My own experiences leave me with the feeling that practising and implementing some of the changes we require of others provides some salutary lessons. It’s hard to encourage role modelling as part of a change strategy unless you also see yourself as a role model. Maybe that is one of the toughest challenges about spreading good practice and implementing large scale change? Namely, we have to change ourselves before we can ask other to change themselves.

Wednesday, 25 February 2009

When personal communication hinders the spread of messages

I've been on the receiving end of a flurry of emails this week. My curiosity is piqued by what looks like an outbreak of "on behalf of" emails. I'm presuming the individuals concerned are either too important or too busy to send out an email in their own name. Instead, they come from someone else "on behalf" of the other person. Some of these emails have included a call to action, a request for me to do something, a suggestion etc.
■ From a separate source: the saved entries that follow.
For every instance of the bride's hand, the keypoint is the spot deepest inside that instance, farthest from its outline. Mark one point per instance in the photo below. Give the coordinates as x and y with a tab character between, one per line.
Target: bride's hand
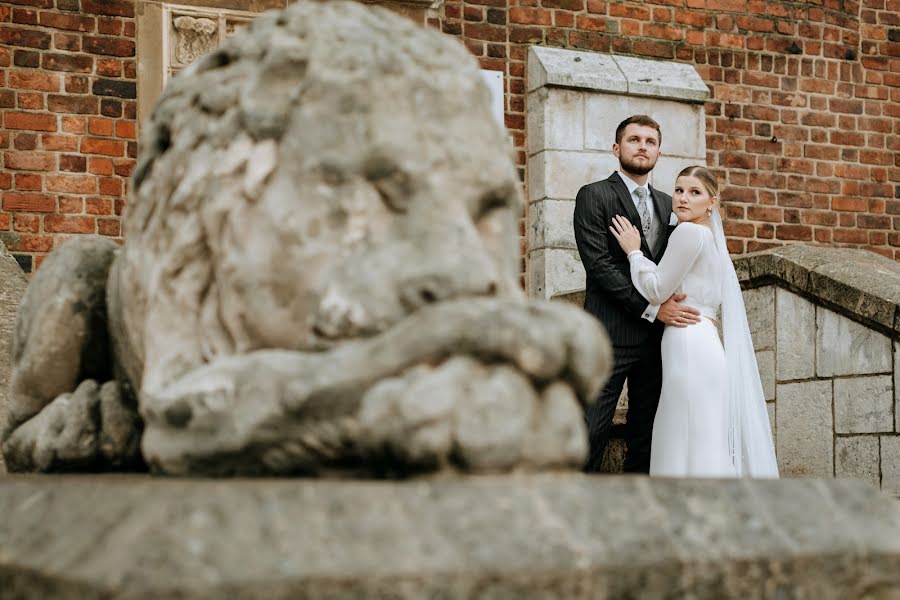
626	234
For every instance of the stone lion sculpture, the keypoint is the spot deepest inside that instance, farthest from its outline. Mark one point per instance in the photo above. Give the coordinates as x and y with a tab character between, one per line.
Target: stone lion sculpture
320	276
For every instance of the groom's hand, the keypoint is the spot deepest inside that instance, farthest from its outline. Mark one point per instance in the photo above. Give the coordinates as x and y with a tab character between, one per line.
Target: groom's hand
677	315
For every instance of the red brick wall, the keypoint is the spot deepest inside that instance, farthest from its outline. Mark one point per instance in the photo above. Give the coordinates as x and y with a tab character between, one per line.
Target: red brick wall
67	134
802	126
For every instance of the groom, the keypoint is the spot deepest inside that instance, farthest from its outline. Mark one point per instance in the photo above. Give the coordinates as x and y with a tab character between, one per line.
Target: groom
635	328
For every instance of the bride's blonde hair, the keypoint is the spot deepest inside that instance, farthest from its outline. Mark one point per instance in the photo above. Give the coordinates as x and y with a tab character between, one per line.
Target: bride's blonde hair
704	175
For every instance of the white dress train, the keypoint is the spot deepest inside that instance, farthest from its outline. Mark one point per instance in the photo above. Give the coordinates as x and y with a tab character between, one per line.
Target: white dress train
690	432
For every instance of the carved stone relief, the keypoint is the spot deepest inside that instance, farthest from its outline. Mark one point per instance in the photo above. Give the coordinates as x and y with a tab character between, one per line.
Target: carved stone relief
193	32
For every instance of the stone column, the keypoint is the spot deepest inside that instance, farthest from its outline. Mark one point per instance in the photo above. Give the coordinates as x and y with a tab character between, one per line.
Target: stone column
12	288
575	101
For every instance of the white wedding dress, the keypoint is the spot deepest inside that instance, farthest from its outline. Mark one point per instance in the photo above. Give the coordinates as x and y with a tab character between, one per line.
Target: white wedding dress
691	430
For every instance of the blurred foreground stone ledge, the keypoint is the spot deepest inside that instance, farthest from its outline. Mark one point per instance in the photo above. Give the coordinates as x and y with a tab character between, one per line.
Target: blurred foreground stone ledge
549	536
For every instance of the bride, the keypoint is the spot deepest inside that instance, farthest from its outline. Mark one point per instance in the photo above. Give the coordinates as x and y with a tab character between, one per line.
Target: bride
712	419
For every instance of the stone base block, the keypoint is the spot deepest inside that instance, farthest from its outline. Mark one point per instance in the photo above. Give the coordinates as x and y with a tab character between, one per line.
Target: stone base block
550	536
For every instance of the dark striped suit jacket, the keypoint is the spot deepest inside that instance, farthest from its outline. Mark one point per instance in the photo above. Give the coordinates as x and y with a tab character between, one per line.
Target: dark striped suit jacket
609	295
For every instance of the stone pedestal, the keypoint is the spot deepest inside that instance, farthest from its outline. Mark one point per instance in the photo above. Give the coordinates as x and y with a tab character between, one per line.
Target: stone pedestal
552	536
I am differentiating these from my regular dealings with P.A.'s and other support staff.

I'm only a sample size of one on this topic, however, the impact on me is to view the requests lightly and with little priority. I'm less likely to act on them than on other more personal pleas and requests.
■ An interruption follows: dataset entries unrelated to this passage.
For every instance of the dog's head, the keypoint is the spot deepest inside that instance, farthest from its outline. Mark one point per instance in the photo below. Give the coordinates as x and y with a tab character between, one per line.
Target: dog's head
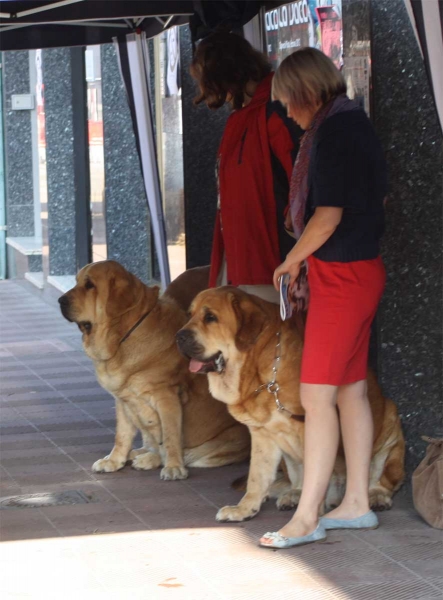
104	293
223	322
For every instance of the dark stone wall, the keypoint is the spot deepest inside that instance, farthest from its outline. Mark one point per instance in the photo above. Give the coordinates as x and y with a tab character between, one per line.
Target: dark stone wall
60	161
18	147
410	316
128	230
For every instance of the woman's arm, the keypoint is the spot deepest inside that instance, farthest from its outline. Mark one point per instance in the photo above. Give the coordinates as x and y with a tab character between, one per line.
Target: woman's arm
320	227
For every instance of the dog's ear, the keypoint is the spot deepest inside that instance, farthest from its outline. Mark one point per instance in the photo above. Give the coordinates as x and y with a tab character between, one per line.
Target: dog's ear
250	322
122	295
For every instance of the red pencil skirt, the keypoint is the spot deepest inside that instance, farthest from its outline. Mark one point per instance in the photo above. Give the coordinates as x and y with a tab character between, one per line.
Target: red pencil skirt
343	301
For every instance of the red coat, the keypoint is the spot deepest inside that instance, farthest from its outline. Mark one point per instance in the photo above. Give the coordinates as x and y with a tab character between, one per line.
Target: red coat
255	161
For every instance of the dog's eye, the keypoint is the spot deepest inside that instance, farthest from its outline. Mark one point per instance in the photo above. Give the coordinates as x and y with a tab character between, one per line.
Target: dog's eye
210	318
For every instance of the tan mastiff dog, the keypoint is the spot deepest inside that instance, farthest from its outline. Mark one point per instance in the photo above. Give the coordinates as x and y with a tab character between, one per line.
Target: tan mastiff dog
253	360
129	333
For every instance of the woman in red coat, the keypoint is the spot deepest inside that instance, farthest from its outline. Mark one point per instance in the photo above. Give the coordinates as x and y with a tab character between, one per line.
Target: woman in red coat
254	164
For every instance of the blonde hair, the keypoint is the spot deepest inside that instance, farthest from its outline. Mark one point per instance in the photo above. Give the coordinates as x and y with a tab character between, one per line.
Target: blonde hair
307	77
For me, the personal connection has been lost. I know my behaviour is more influenced by the person/s directly, rather than by the person who is acting on their behalf. Much of the opinion leader literature is awash with evidence and ideas on how crucial this personal link is in influencing others, especially when behaviour change or commitment is required.
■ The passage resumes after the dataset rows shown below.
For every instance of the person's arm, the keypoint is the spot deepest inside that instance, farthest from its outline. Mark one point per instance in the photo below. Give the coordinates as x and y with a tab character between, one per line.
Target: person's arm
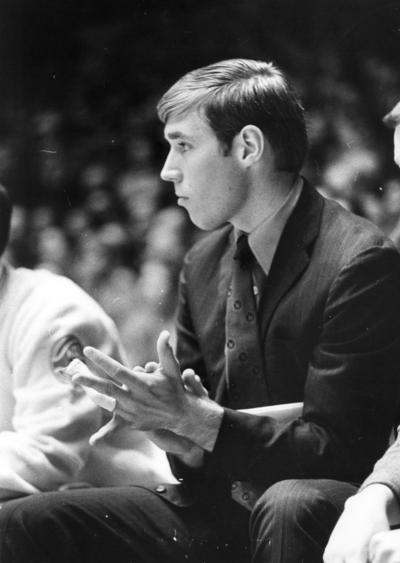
156	401
367	513
350	389
365	523
47	442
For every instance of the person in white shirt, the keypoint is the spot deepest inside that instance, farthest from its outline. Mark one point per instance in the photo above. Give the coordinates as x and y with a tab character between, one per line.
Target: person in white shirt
45	420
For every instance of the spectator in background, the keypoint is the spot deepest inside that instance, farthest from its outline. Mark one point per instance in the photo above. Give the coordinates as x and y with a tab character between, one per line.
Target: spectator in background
363	533
46	422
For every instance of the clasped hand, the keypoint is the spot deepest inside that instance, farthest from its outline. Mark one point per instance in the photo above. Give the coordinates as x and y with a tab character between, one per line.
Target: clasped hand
157	399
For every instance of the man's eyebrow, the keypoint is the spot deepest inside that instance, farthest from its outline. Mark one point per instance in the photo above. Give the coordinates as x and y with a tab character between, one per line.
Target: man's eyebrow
176	135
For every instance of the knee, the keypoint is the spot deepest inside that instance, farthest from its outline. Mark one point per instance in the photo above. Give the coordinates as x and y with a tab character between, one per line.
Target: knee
22	525
293	501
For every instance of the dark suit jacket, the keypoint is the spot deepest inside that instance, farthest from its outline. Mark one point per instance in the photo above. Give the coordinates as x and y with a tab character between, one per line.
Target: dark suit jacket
330	330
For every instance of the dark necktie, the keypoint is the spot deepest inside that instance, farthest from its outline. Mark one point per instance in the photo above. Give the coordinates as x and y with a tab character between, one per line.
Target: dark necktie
246	386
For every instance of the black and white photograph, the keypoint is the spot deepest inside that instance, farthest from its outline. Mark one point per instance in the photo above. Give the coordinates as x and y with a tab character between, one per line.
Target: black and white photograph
199	281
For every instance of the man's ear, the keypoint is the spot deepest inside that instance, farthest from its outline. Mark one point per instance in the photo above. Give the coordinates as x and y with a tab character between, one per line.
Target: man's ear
251	144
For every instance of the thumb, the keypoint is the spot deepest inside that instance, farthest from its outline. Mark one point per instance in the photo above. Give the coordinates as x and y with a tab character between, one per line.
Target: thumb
169	363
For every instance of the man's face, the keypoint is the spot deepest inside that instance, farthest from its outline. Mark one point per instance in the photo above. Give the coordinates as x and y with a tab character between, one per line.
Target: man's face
209	185
396	141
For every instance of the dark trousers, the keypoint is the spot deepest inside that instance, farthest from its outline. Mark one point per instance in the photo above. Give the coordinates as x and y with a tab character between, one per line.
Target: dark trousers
290	523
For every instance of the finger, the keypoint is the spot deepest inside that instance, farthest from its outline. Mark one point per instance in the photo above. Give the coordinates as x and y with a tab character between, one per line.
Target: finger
115	370
102	386
106	430
193	383
167	359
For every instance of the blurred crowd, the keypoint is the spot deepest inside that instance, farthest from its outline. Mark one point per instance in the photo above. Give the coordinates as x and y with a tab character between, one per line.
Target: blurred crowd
89	203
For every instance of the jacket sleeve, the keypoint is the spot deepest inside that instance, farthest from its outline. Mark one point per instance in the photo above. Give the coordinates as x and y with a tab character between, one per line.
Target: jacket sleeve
387	470
47	442
351	388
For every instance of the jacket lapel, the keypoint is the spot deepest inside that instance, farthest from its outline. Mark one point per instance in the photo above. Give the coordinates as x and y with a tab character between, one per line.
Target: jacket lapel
293	252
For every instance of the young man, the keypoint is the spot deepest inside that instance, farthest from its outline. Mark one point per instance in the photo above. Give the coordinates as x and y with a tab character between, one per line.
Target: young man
290	298
363	533
45	420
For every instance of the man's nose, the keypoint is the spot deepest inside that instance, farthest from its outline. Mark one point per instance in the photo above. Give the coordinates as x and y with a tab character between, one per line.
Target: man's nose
170	171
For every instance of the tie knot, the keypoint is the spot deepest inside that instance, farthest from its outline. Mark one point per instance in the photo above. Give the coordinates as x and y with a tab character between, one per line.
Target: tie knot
243	252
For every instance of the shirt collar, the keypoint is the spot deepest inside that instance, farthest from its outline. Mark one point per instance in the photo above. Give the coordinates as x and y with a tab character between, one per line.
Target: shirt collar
264	239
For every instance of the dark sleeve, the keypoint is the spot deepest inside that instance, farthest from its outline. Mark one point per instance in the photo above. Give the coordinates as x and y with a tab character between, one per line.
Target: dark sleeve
350	393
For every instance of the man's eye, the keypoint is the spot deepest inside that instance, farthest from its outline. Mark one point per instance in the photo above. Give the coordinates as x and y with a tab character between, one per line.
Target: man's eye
183	147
When the theory of spreading good practice and large scale change meets the practicalities of real life we depend on a communication process designed to connect, compell and commit.

Let's get personal.

Wednesday, 18 February 2009

Surgical Safety Checklist Sprint 10th March 2009

The IHI are leading a "sprint" to have every hospital in the USA test the World Health Organization (WHO) Surgical Safety Checklist at least one time with one operating room team. Sprint Day is 10th March 2009. The version in England is more marathon-like with a target set for February 2010 for all hospitals and teams to be using the checklist. So, we have two different approaches to getting this life-saving tool implemented.

If I had to place a bet as to the effectiveness of each strategy I would go for the sprint. Yes, the aim here is only for one team in each hospital to test it out. This strategy is going for coverage by having every hospital participate. The marathon version is going for both coverage as well as completeness - wanting every team to be using it. I expect the Sprint version will migrate into a marathon so completeness is developed in each of the hospitals that tested the checklist.

I'm placing my bet on the Sprint because I would rather the checklist got tested soon. If a team finds it helps and is not too onerous then they'll gossip about it in the surgeon's coffee lounge. To me that is preferable to planning sessions and meetings about how to implement marathon-style. Better to get on and test it.

As a patient, there is no choice - the sooner the better.

The IHI has all the tools you need to get started So what are you doing? Sprinting, doing a short jog or planning for a marathon?